Draw a schematic and a control table for an AGU with the following specifications:

• It should have two address registers

• It should have a post-increment addressing mode with a step size of one

• It should have a pre-decrement addressing mode with a step size of one

• It should have a modulo addressing mode with a step size of one. (Note: Modulo addressing is sometimes called circular addressing as well.)

• It should be possible to set the address registers (and all other registers necessary to support these addressing modes) to arbitrary values.

• There should be one 16-bit wide input to the AGU which comes from the register file.

• It should have one 16-bit wide address output to the data memory.

Question 2: Arithmetic Logic Unit(13p)

The following is a list of desired ALU operations:

• RESULT = OpA + OpB

• RESULT = OpA - OpB

• RESULT = SAT(OpA + OpB)

• RESULT = SAT(OpA - OpB)

• RESULT = (OpA + OpB)/2

• RESULT = SAT(ABS(OpA) - ABS(OpB))

• RESULT = SAT(ABS(OpA - OpB))

• RESULT = SAT(ABS(OpA))

Constraints: OpA and OpB comes from the register file and are 16 bits wide. RE- SULT should also be 16 bits wide.

However, it turns out that it is desirable to implement an ALU where only one adder is used (for area, power, and critical path purposes). This means that some of the operations listed above cannot be implemented in a single clock cycle.
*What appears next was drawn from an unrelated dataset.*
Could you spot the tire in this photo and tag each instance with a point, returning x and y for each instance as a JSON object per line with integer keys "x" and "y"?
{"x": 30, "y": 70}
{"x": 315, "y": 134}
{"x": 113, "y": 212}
Note: If you choose to answer both part a and part b you only have to draw one schematic/control table.

Tasks:

(a) (7p) Analyze the list of ALU instructions given above and determine which instructions that can be implemented under the constraint that only one adder can be used in the ALU. Draw a schematic and a control table for an ALU that supports these instructions. (Note: Only single cycle instructions are allowed.) (b) (6p) Since the remaining operations are also desirable, you need to figure out a

way to perform these operations in at most two clock cycles. In order to do that you may need to add new instructions to your ALU and perhaps new flags and/or registers. Determine whether you need to add any new instructions to your ALU and modify your schematic and control table so that those new instructions are supported. Finally you need to describe how these new instructions allows you to perform the operations that you couldn’t include in part a. Important: You are not allowed to introduce multi-cycle instructions!

(3)

Question 3: Program Flow Control Unit(7p)

The following two assembler level functions has been written and your task is to create a PFC unit that can support these functions. (We assume that your DSP processor is a normal in-order single issue RISC-like processor like the Senior processor.) function1:

set r15,#32 move ar0,r1 move ar1,r2 clear acr0 loop:

mac acr0, DM0[ar0++],DM1[ar1++]

add r15,r15,#-1 bne loop

nop // Delay slot

rts

satrnd r0,acr0 // Delay slot function2:

set r14,#128 loop2:

jsr function1

nop // Delay slot

store DM0[ar2++],r0 add r1,#1

add r14,r14,#-1 bne loop2

nop // Delay slot nop // Delay slot rts

nop // Delay slot Inputs and outputs:

• Z flag input from the ALU (1 bit wide)

• Address output to the program memory (16 bit wide)

• And of course your control signals Tasks:

(a) (5p) Implement a PFC unit that supports the PFC operations given in the assembler program listed above. A hardware stack with at least two levels must be used. You need to include a schematic and a control table for your PFC unit.

You don’t need to worry about the pipeline in this exercise and you can assume that the instruction decoder will send the correct operation at the correct time.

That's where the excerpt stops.